CVE-2019-6322 in Workstation BIOS
Summary
by MITRE
HP has identified a security vulnerability with some versions of Workstation BIOS (UEFI Firmware) where the runtime BIOS code could be tampered with if the TPM is disabled. This vulnerability relates to Workstations whose TPM is enabled by default.
VulDB is the best source for vulnerability data and more expert information about this specific topic.
Analysis
by VulDB Data Team • 06/17/2020
This vulnerability exists within the firmware implementation of certain HP Workstation models where the Unified Extensible Firmware Interface operates with insufficient protection mechanisms when the Trusted Platform Module remains disabled. The security flaw stems from the firmware's failure to properly validate runtime code integrity when the TPM is not actively enforcing platform authentication and measurement policies. The vulnerability specifically affects systems where the TPM is enabled by default but can be disabled through system configuration settings, creating a window where malicious actors could potentially modify the BIOS runtime code without proper authorization. This represents a fundamental weakness in the firmware's security architecture as it fails to maintain consistent integrity verification regardless of TPM state. The issue falls under the category of firmware security vulnerabilities that compromise the root of trust for the platform, making it particularly concerning for enterprise environments where system integrity is paramount.
The technical exploitation of this vulnerability occurs when an attacker disables the TPM and subsequently gains access to modify the BIOS runtime environment. This creates a scenario where the firmware's integrity protection mechanisms are bypassed, allowing for unauthorized code injection or modification of critical boot components. The vulnerability demonstrates poor separation of concerns in firmware design where runtime security policies should remain consistent regardless of TPM activation status. According to CWE-284, this represents an inadequate access control implementation within the firmware security model, while the ATT&CK framework would categorize this under firmware tampering techniques that leverage configuration weaknesses to establish persistent access. The flaw essentially removes the protective barrier that the TPM normally provides, leaving the system vulnerable to malicious modifications that could persist through reboots and system updates.

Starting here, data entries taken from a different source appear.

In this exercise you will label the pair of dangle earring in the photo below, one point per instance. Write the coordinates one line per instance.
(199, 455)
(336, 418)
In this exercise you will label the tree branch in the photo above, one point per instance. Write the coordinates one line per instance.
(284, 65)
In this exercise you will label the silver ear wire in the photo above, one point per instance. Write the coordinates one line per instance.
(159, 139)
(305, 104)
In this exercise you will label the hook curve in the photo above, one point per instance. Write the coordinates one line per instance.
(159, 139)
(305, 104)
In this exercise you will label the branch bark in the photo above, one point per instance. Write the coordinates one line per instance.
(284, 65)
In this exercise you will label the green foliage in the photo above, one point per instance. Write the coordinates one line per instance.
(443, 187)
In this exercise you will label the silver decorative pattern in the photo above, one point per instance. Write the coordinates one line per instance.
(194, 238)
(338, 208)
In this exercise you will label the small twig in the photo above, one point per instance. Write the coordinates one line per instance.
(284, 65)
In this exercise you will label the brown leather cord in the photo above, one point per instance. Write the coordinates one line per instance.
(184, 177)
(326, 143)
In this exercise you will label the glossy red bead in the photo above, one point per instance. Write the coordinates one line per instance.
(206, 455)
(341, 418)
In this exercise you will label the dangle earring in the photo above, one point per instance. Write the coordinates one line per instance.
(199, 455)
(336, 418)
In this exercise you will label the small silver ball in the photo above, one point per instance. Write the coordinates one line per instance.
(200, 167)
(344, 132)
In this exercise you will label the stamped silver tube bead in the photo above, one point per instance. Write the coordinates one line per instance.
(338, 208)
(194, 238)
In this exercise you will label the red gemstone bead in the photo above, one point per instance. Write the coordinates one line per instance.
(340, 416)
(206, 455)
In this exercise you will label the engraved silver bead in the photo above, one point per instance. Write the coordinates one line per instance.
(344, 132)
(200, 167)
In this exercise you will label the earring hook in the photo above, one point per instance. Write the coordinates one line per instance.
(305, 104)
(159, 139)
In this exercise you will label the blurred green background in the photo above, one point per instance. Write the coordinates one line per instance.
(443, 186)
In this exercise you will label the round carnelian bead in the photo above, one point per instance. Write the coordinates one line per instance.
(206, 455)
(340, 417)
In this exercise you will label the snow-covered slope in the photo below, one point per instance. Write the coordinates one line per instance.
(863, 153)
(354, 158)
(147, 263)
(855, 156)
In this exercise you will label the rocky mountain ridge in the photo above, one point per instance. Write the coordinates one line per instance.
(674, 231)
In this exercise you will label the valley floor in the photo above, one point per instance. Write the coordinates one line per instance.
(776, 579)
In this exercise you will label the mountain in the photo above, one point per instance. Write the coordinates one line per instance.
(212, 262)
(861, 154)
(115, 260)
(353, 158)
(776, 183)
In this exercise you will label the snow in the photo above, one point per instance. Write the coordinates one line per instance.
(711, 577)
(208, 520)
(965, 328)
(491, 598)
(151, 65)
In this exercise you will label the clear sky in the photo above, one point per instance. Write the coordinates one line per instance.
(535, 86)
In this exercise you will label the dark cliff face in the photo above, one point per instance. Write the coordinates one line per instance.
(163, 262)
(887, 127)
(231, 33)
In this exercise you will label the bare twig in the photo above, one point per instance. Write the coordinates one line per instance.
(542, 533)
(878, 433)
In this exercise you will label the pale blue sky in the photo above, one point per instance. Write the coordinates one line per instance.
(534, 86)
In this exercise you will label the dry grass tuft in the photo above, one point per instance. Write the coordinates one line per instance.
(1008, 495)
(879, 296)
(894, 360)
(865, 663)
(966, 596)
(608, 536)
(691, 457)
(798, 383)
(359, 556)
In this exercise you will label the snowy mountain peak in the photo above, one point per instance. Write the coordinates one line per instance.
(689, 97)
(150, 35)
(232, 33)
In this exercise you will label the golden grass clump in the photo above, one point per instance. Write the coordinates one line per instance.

The operational impact of this vulnerability extends beyond simple code modification as it fundamentally undermines the platform's ability to maintain secure boot processes and establish trust in the system's runtime environment. When the TPM is disabled, the system becomes vulnerable to attacks that could compromise the entire boot chain, potentially leading to full system compromise or persistent backdoor access. Organizations using affected HP Workstation models face significant risk in environments where physical security is not strictly controlled, as the vulnerability allows for hardware-level attacks that bypass traditional software security measures. The risk is particularly elevated in scenarios where attackers have physical access to the systems or can manipulate system configurations through legitimate administrative access points. This vulnerability directly impacts the integrity and authenticity guarantees that the platform should provide, making it a critical concern for any security-conscious organization relying on HP Workstation platforms.
Mitigation strategies for this vulnerability require a multi-layered approach that addresses both the immediate firmware issue and broader system security posture. Organizations should ensure that TPM functionality remains enabled and properly configured across all affected systems, implementing policies that prevent unauthorized TPM disabling. Firmware updates from HP should be deployed immediately to address the specific vulnerability, while system administrators should conduct thorough inventory checks to identify all affected models and configurations. Network security controls should be enhanced to detect and prevent unauthorized physical access to systems, and regular integrity verification should be implemented using tools that can monitor for unauthorized firmware modifications. The solution must also include monitoring for any attempts to disable TPM functionality, as this represents the primary attack vector for exploitation. Organizations should consider implementing additional hardware security measures such as BIOS write protection or secure boot enforcement to further mitigate the risk of unauthorized firmware modifications.